Supervising Student Teachers

Supervising student teachers or interns can be a challenge! You want to provide them with an amazing learning opportunity but you also are responsible for making sure your classroom is running smoothly and that programs are being implemented with fidelity. It may seem overwhelming to give up the control that you work so hard for, but I've had 6 student teachers so far and I promise you it gets easier with practice! Having a supportive and collaborative supervising teacher can make all of the difference for your student teacher's success. I was blessed to work with an amazing SPED teacher when I was student teaching and much of how I handle student teachers came from her. If this is your first student teacher, here are my recommendations for making it a positive learning experience.

First, I believe that you need to provide the most realistic and complete experience possible. I want student teachers to leave my classroom feeling fully prepared to step into a classroom of their own and I don’t think they can do that without me giving them the whole experience. By that, I mean full control. Even if only for a short amount of time. I know, I know! You’re thinking "What?! I can’t do that. It’s MY classroom and I like how I do things." I suggest that before you commit to a student teacher, you make sure you can give them that real experience. There have been plenty of years I’ve declined student teachers because I knew I didn’t have the ability to give them as much as I would have wanted to. I know it plays a huge part in their success as a new teacher when they have their own classroom.


Second, I believe that the relationship between a student teacher and supervising teacher has to be a true collaborative effort. I love having student teachers. It’s my opportunity to teach them what I’ve learned along the way and give them my best tips and advice. However, I also learn a ton from them and I value their input and advice. I told you earlier about my experience with my wonderful cooperating teacher but I also had a not so wonderful experience. I’m a dual major so I student taught in two settings. My second cooperating teacher did not treat it as a collaborative relationship. She didn’t value my input or give me much responsibility. I was extremely frustrated throughout the whole situation and I wanted to quit. I don’t ever want my student teachers to have that kind of experience. I am open to my student teacher's suggestions and ideas and we collaborate on everything. They come to meetings, they help write a schedule, they help train peer tutors and paraprofessionals, etc. I treat them as a co-teacher so they feel welcome and appreciated.

Here are the 5 things I think every supervising teacher should let their student teachers do.

  1. Let them run an IEP meeting. If there was one thing I did when I student taught that helped me the most when I had my own classroom, it would be this. My cooperating teacher let me run several IEPs. I was fully in charge, I went through the entire agenda. She was of course there and still an active participant but this helped my confidence so much!!! It took something that was overwhelming and terrifying and made it do-able.
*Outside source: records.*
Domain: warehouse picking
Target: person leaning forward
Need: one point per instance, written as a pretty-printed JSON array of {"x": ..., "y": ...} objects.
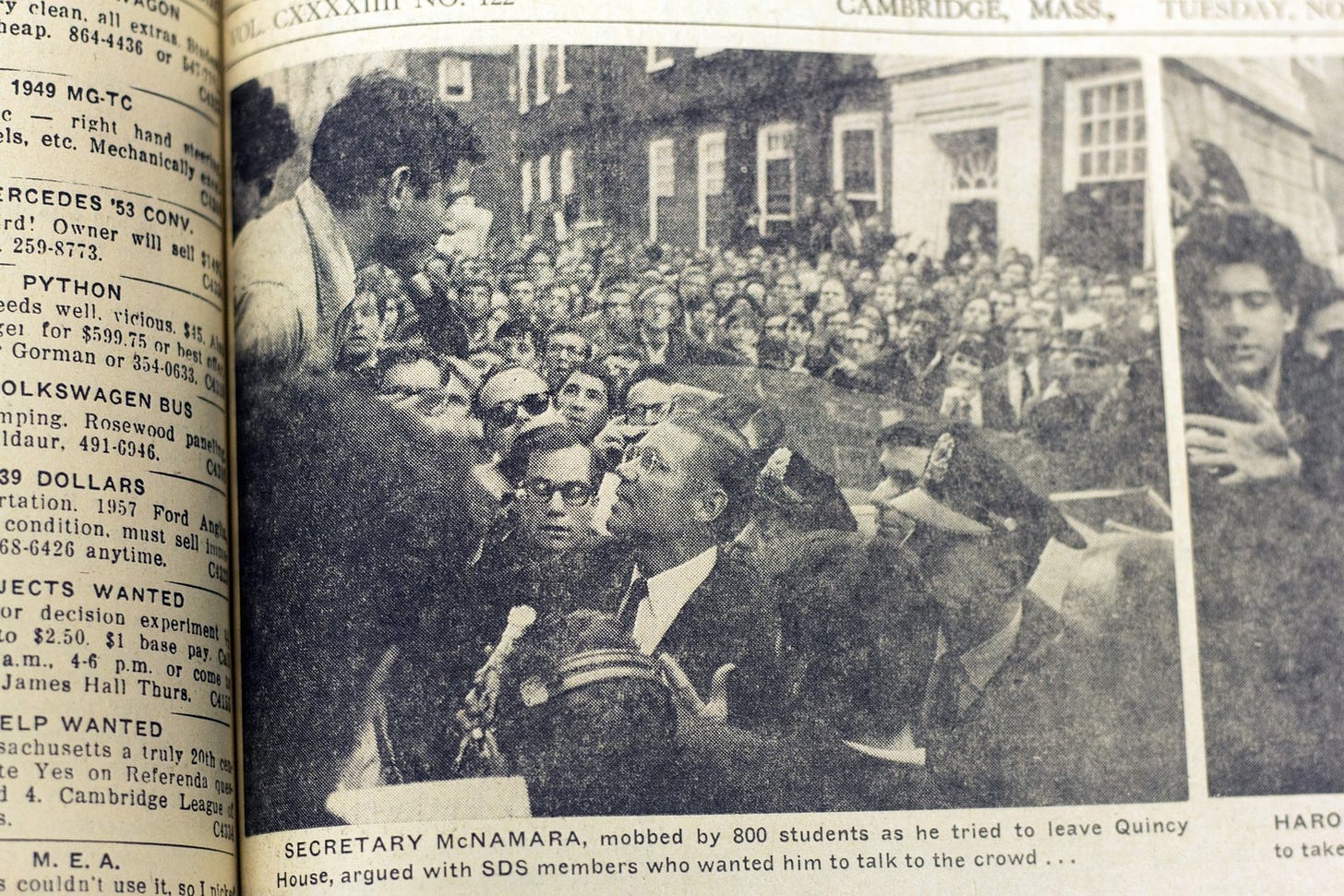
[
  {"x": 375, "y": 194},
  {"x": 681, "y": 492},
  {"x": 990, "y": 666}
]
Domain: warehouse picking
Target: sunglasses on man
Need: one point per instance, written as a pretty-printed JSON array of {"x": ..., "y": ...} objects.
[
  {"x": 574, "y": 493},
  {"x": 504, "y": 414}
]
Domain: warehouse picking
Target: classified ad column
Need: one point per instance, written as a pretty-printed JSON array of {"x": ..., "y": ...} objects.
[{"x": 115, "y": 681}]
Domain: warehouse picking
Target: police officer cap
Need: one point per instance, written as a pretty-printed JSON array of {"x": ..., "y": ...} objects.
[
  {"x": 968, "y": 491},
  {"x": 805, "y": 495}
]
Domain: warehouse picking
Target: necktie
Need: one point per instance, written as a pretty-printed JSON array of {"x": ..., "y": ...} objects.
[
  {"x": 942, "y": 699},
  {"x": 637, "y": 595}
]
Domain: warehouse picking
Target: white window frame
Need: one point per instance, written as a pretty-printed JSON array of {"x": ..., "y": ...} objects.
[
  {"x": 654, "y": 62},
  {"x": 1073, "y": 123},
  {"x": 703, "y": 145},
  {"x": 562, "y": 78},
  {"x": 523, "y": 56},
  {"x": 543, "y": 52},
  {"x": 763, "y": 156},
  {"x": 466, "y": 79},
  {"x": 842, "y": 125},
  {"x": 543, "y": 179},
  {"x": 656, "y": 148},
  {"x": 566, "y": 173}
]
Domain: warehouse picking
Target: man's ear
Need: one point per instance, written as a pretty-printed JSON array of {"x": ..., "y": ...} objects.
[
  {"x": 713, "y": 504},
  {"x": 400, "y": 189}
]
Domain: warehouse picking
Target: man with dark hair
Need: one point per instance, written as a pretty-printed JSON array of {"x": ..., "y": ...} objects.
[
  {"x": 586, "y": 400},
  {"x": 566, "y": 348},
  {"x": 657, "y": 313},
  {"x": 684, "y": 488},
  {"x": 510, "y": 400},
  {"x": 1237, "y": 271},
  {"x": 474, "y": 298},
  {"x": 1014, "y": 388},
  {"x": 1261, "y": 422},
  {"x": 261, "y": 140},
  {"x": 375, "y": 194},
  {"x": 515, "y": 340}
]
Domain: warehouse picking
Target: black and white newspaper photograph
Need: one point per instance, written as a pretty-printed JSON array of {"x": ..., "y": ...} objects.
[
  {"x": 654, "y": 430},
  {"x": 1257, "y": 182}
]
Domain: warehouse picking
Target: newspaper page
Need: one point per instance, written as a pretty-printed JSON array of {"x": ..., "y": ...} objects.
[
  {"x": 117, "y": 767},
  {"x": 834, "y": 447}
]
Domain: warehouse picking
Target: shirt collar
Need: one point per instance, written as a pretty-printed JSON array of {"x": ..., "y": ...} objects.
[
  {"x": 669, "y": 591},
  {"x": 983, "y": 661},
  {"x": 338, "y": 268}
]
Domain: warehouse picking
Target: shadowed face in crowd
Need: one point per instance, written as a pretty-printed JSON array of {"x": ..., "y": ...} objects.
[
  {"x": 565, "y": 352},
  {"x": 657, "y": 312},
  {"x": 509, "y": 400},
  {"x": 616, "y": 305},
  {"x": 424, "y": 404},
  {"x": 1244, "y": 323},
  {"x": 832, "y": 298},
  {"x": 360, "y": 329},
  {"x": 798, "y": 336},
  {"x": 975, "y": 592},
  {"x": 413, "y": 224},
  {"x": 976, "y": 317},
  {"x": 583, "y": 400},
  {"x": 476, "y": 300},
  {"x": 516, "y": 348},
  {"x": 556, "y": 500}
]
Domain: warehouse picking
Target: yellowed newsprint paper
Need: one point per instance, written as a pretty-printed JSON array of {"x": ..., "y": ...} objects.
[
  {"x": 839, "y": 447},
  {"x": 117, "y": 759}
]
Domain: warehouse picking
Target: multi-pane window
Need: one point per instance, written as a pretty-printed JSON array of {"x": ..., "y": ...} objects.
[
  {"x": 543, "y": 179},
  {"x": 662, "y": 180},
  {"x": 973, "y": 156},
  {"x": 543, "y": 52},
  {"x": 568, "y": 171},
  {"x": 562, "y": 79},
  {"x": 1107, "y": 152},
  {"x": 711, "y": 158},
  {"x": 523, "y": 59},
  {"x": 775, "y": 173},
  {"x": 1107, "y": 132},
  {"x": 454, "y": 79},
  {"x": 857, "y": 162}
]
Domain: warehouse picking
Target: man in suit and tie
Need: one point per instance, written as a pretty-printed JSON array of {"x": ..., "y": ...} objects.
[
  {"x": 990, "y": 666},
  {"x": 681, "y": 492},
  {"x": 1013, "y": 388}
]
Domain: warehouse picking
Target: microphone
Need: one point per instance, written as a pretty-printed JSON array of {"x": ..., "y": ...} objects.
[
  {"x": 519, "y": 621},
  {"x": 476, "y": 718}
]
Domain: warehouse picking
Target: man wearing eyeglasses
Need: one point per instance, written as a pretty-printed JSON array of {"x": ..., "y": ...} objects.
[
  {"x": 511, "y": 398},
  {"x": 681, "y": 492},
  {"x": 375, "y": 194},
  {"x": 613, "y": 320},
  {"x": 1014, "y": 388},
  {"x": 566, "y": 348}
]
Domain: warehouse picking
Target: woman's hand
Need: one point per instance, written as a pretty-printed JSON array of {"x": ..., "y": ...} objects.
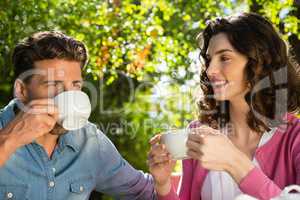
[
  {"x": 215, "y": 151},
  {"x": 160, "y": 165}
]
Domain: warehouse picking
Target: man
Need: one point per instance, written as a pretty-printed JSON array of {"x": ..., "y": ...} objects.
[{"x": 39, "y": 159}]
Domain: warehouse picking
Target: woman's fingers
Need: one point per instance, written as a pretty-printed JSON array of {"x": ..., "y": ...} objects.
[
  {"x": 198, "y": 138},
  {"x": 155, "y": 139}
]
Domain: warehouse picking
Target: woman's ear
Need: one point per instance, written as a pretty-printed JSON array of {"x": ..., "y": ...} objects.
[{"x": 20, "y": 90}]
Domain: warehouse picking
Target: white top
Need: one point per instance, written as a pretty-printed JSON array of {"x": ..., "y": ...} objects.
[{"x": 219, "y": 185}]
When I ran my first IEP meeting as the teacher, I felt prepared and ready to go! I know this isn’t always possible, so some alternatives would be running parent teacher conferences, quick IEP reviews, or even transition meetings. 
  2. Let them write an IEP. From the testing to the written goals, this is essential practice before you have a classroom of your own. Obviously student teachers won’t be able to do any standardized testing but you can let them administer curriculum based assessments, determine goal areas and actually write the goals. I have my student teachers complete the whole process. They show me the goals and I give them feedback and we change things together. I help them align go the goal to our standards, which I've found to be a huge learning curve for beginner teachers. It’s been super helpful for my student teachers to have hands on, real life practice before they are in their own classroom and writing their own IEPs. 
  3. Let them supervise paraprofessionals. We all know how difficult it can be as new teachers to supervise other adults. It can easily be called the hardest part of the job. When I give my student teachers control of the classroom, I explain to my paras and peer tutors that they will need to go to the student teacher first with questions or concerns regarding students. Then if the student teacher can’t answer, he/she can come to me and we can brainstorm. This allows the student teacher practice to think on their feet and solve real life classroom problems as the arise. Occasionally, the student teacher may give a different answer than I do, and if it’s not a big deal, I explain to them afterwards what I would have done and why. If it’s a bigger deal, I may step in and have the final say. 
  4. Let them put a behavior management strategy in place. There’s always some type of behavior that can be improved in the classroom- it doesn't have to be a severe problem behavior (and it probably shouldn't be). I generally give my student teacher a specific student and say, "Create an intervention or strategy for this behavior." This is a great opportunity for them to develop something on their own (besides lesson plans) and I pretty much give them free reign. Because where you probably already have a specific whole class management system in place that the student teacher doesn’t change or create, this is an opportunity for them to do their own thing. They can try out something they may be thinking about doing in their future classroom. 
  5. Let them figure it out! Step back, step out, let them experiment and work through the little things that come up. Giving them the real life, hands on experience is the best thing to prepare them for actually teaching!